One way to prevent pods and containers from manipulating the rest of the Kubernetes system is to use securityContexts, which can also be applied to operator containers. Here’s an example of a YAML snippet limiting the rights of a pod:

1securityContext:
2  privileged: false
3  allowPrivilegeEscalation: false
4  runAsNonRoot: true
5  runAsUser: 1000
6  runAsGroup: 1000
7  readOnlyRootFilesystem: true

We’re assuming that the container in this example is running on the Kubernetes cluster on which it operates. Using this snippet, we prevent processes from gaining root privileges and modifying their root file system. If the operator becomes compromised for any reason, the attacker will now be limited in what they can do to the host system.

The next step is to define cluster-wide pod security restrictions. Before Kubernetes version 1.21, we would do this with the PodSecurityPolicy (PSP) object. This is now deprecated. Its successor, PodSecurityAdmission (PSA), is a beta feature in Kubernetes version 1.23.

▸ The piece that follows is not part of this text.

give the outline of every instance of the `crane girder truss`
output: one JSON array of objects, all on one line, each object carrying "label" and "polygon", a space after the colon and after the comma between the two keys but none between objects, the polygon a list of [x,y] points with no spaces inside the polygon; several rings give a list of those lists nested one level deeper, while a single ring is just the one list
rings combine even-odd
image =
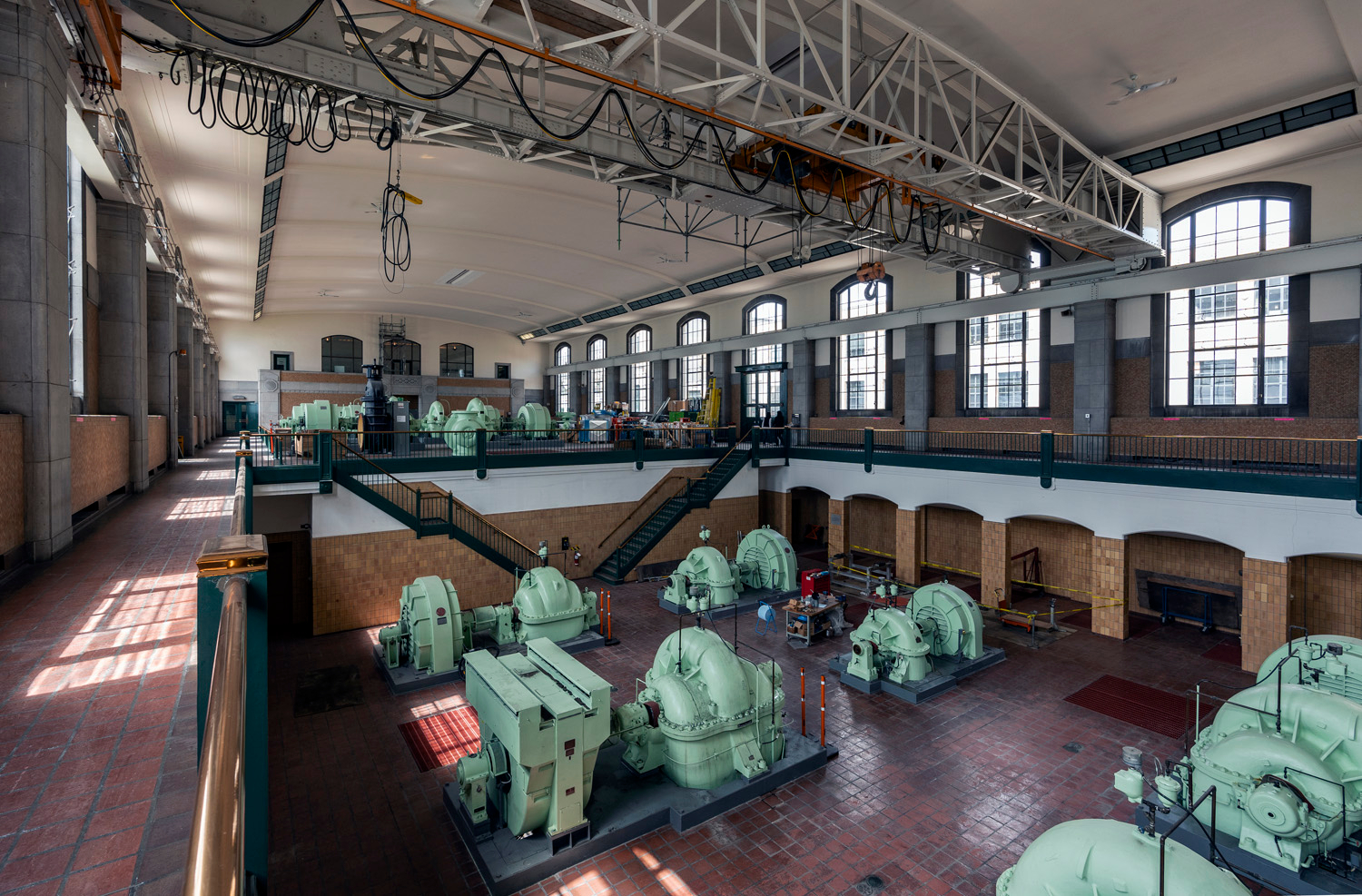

Unfortunately, this new PSA doesn’t allow the same fine-grained custom control as the YAML in the example above. Instead, we select from three newly defined policy levels — privileged, baseline, and restricted — to apply to each namespace.

1apiVersion: v1
2kind: Namespace
3metadata:
4  labels:
5    pod-security.kubernetes.io/enforce: baseline
6    pod-security.kubernetes.io/warn: restricted

Our namespace in this example is configured to enforce at the intermediate baseline security level, and to issue warnings at the aptly-named restricted level. The exact definitions of these policies are listed in the Kubernetes documentation about Pod Security Standards.

Security benefits of operators

Although Kubernetes operators introduce some security considerations, they can also make a cluster more secure. As discussed earlier, Kubernetes operators perform the actions and configurations normally assigned to human operators who can — and regularly do — make mistakes. Configuration and control executed by a program are more reliable and reproducible than the actions executed by a human operator.

When operators are correctly authored, they eliminate errors of negligence — or even malice. Response speed is also an essential factor in security. Software operators have a significant advantage over human operators in responding to problems, both in alerting about and resolving an issue.

Most deployments to a cluster are concerned with day-to-day operations of the application, but it’s possible to deploy dedicated security management services right into the cluster. These are best guided by their control loop in an operator.

Solutions for secure Kubernetes deployments

The development of Kubernetes operators has made it possible to extend the Kubernetes API with custom logic within a cluster. If mishandled, this added capability can be exploited by malicious actors. But as developers, we can ensure the security of our Kubernetes deployments with permission rules and other restrictions. The main Kubernetes feature for handling permissions is RBAC, and it allows for specifying privileges.

Operators can also provide some security benefits by replacing manual processes that are often subject to human error. They let us run dedicated security services, like Snyk, inside a cluster.

Snyk offers solutions to the potential vulnerabilities we outlined in this post, and to many others, by alerting developers to security issues as they arise during coding. In particular, Snyk provides a Kubernetes operator we can install into our cluster. From there, Snyk finds and reports vulnerabilities as they arise in existing or new workloads on the cluster.